After working so hard to prove himself, it was a bitter blow to receive a cancer diagnosis just as he’d made it into the national Sevens squad. But he had no other choice but to hang up his rugby boots for eight months while undergoing weekly chemotherapy sessions.
“The first two sessions were okay; I didn’t have any side-effects. But from the third one onwards I got very nauseous and couldn’t keep any food down.”
Ronald says the nausea and vomiting lasted at least two days after receiving chemo. He also suffered terrible headaches.
“I lost 11kg during those eight months,” he recalls. “That’s a lot for a rugby player.”
Because his body was
too weak to train, Ronald attempted to keep fit by doing static training, which
largely consists of stretching exercises.
It was a challenging time but he says his faith in God as well the support of his family and teammates kept him going.
“We have such an inclusive culture at the Sevens that you feel at home. When difficulties happen it’s easier to get over because of how the guys and the management support you.”
When he was finally able to return, Ronald eased back into training with a programme specifically designed for him.
A month later, he was given the green light to rejoin the team.
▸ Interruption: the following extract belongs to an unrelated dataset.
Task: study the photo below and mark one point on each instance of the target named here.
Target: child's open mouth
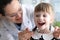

And it didn’t take him long to stamp his mark.
He’s still on a high after returning from the Tokyo Olympics.
“After what I’ve been through, representing my country on an international level is sweet,” he says. “There are many people who don’t survive cancer but here I am, I survived and I get to live my dream.”
He would have liked the team to do better but it just wasn’t to be. They finished fifth overall, much to the disappointment of fans.
Ronald says the Blitzboks
were as prepared as they could ever be but the minute they landed in Japan,
“things went south”.
Coach Neil Powell tested positive for Covid-19 on arrival and had to isolate while the team continued their pre-game training.
There was also fear among the team when two soccer players, Thabiso Monyane and Kamohelo Mahlatsi, as well as video analyst Mario Masha tested positive.
Fortunately everyone in the team remained healthy and they could compete in the Games.
“The Olympic experience wasn’t that good and we had a lot of ups and downs. But where I come from, as an individual, I feel proud and honoured to have represented my country at that level.”
Ronald says more than anything, his experience with cancer has taught him to be patient.
“As soon as I found out I had cancer, I wanted to get it done and over with so that I could get back onto the field. But it taught me to focus on what’s in front of me.”
And that is why he’s sharing his story – in the hope it will serve as encouragement to others.
“If I can inspire even just one or two boys and girls, no matter their age, to overcome a struggle in their life, I will be happy,” he says.